13.08.2009
« Une invention du diable ! »
À Plassans, un deuxième jeune homme a été victime d’une « explosion de téléphone ». Après le jeune Romain, qui a vu le téléphone de sa fiancée lui exploser à l’oreille, au début de la semaine – mésaventure dont la presse nationale s’est largement faite l’écho – c’est le neveu du Baron de C*, le jeune Julien, qui a senti l’objet lui chauffer l’oreille pour ensuite lui exploser à la figure. Le jeune homme était cette fois propriétaire d’un de ces coûteux appareils de la marque américaine Aphone, et il était en communication avec sa nouvelle conquête.
Ces appareils modernes, dont certains se méfient comme de la peste et qui vous sonnent comme des domestiques, ne seraient donc pas aussi sûrs qu’une presse progressiste a bien voulu nous le faire croire depuis leur récente invention. Contemporaine servitude volontaire, cette invention nous conduira certainement, dans un avenir proche, à des dérives que l’on n'imagine en frémissant : on ne sera tranquille nulle part et les conversations incommoderont jusque dans les restaurants et les opéras.
Notre document : "Emoi nocturne dans le domaine de la famille de C*, au quartier rural de Saylony. Le jeune Julien de C*, publicitaire en lequel tout Plassans place les plus grands espoirs, vient de tomber victime d'une explosion de téléphone. "
Mais revenons à cette série d’explosions de téléphone qui semble frapper particulièrement Plassans – même si « Le Figaro » nous apprenait tantôt que des explosions similaires avaient eu lieu au Royaume du Japon. « Le Petit Provençal » présentait, dans son édition d’hier, un daguerréotype montrant le jeune Julien de C*, que le tout-Plassans connait comme un affichiste bien introduit et amateur de belles choses, tenant fort piteusement entre ses doigts les miettes de son appareil téléphonique. Le cliché avait quelque chose de glaçant : la technique nous trahissait donc ? Et particulièrement les meilleurs éléments de notre belle société plassanaise ?
Notre document : "Après l'explosion impromptue de son téléphone, le jeune Julien de C*, pourtant aguerri, et de noble ascendance (quoique d'une noblesse d'Empire), est tombé en pâmoison. Ses laquais en bras de chemise sont aussitôt accouru pour porter secours à leur bon maître qu'ils ont cru victime d'un attentat antibonapartiste."

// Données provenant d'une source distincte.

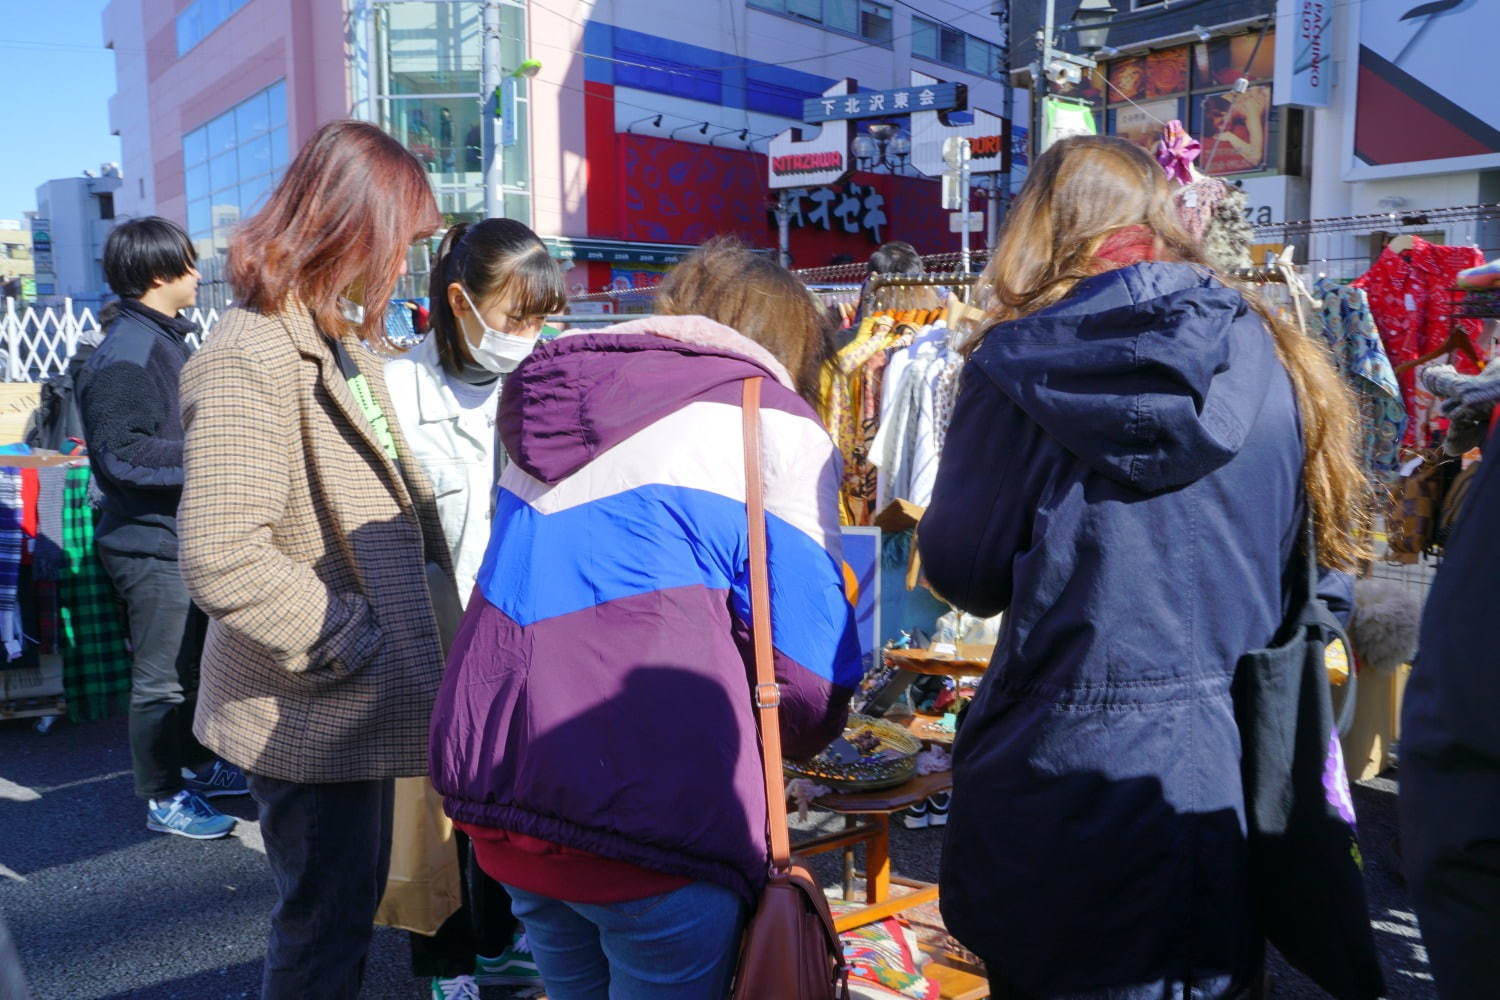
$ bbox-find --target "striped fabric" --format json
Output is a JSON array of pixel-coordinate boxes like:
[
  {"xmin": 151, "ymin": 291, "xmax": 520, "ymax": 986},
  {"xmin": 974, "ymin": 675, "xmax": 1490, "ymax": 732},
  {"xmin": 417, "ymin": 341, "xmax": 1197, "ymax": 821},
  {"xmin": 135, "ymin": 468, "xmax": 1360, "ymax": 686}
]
[{"xmin": 0, "ymin": 470, "xmax": 23, "ymax": 663}]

Fort heureusement, à part une légère éraflure au côté droit du visage, le fringant publiciste, issu de la noblesse d’Empire, ne présentait aucune blessure sérieuse. Il aurait reçu comme « un grain de sable dans l’œil » - peut-être un microscopique bout de ce métal fin qui forme ces instrument. Il a cependant été transporté prestement à la Clinique des Verdurades, où les médecins du Baron Chauraud sont venus à son chevet et se sont rapidement montrés des plus rassurants : plus de peur que de mal. Julien de C* se consolera donc, après quelque pansement, dans les bras de sa nouvelle fiancée, la sémillante Nadine de S*… qui déclare ne plus vouloir se servir de pareils engins jusqu’à nouvel ordre ! Comme on la comprend.
Notre document : "Les meilleurs médecins étaient au chevet du jeune Julien de C*. Le jeune homme est catégorique : on ne l'y reprendra plus. Il envoyait messages lestes et libelles bonapartistes via son téléphone. Une utilisation jugée dangereuse par les spécialistes."
Pour en savoir plus sur ces technologies nouvelles, « Les Frelons » ont fait appel à un spécialiste de ce genre d’appareils, le colonel de Gendarmerie en retraite Rabutin, qui comme on s’en souvient, utilise à grands frais ces coûteux instruments. Le bonhomme est formel : en fin connoisseur, il nous a rapidement donné son analyse. Le téléphone de Monsieur de C* était fiable, nous assura-t-il, car de marque américaine - californienne, de surcroît, ce qui a son importance. Ce type de téléphone, le colonel à la retraite Rabutin s’en sert tous les jours, il est donc catégorique : c'est un appareil robuste et endurant. Le Colonel n'appelle-t-il pas plus de vingt fois par jour chacun de ses amis ? Sans avoir constaté aucune malfaçon dans la machine ?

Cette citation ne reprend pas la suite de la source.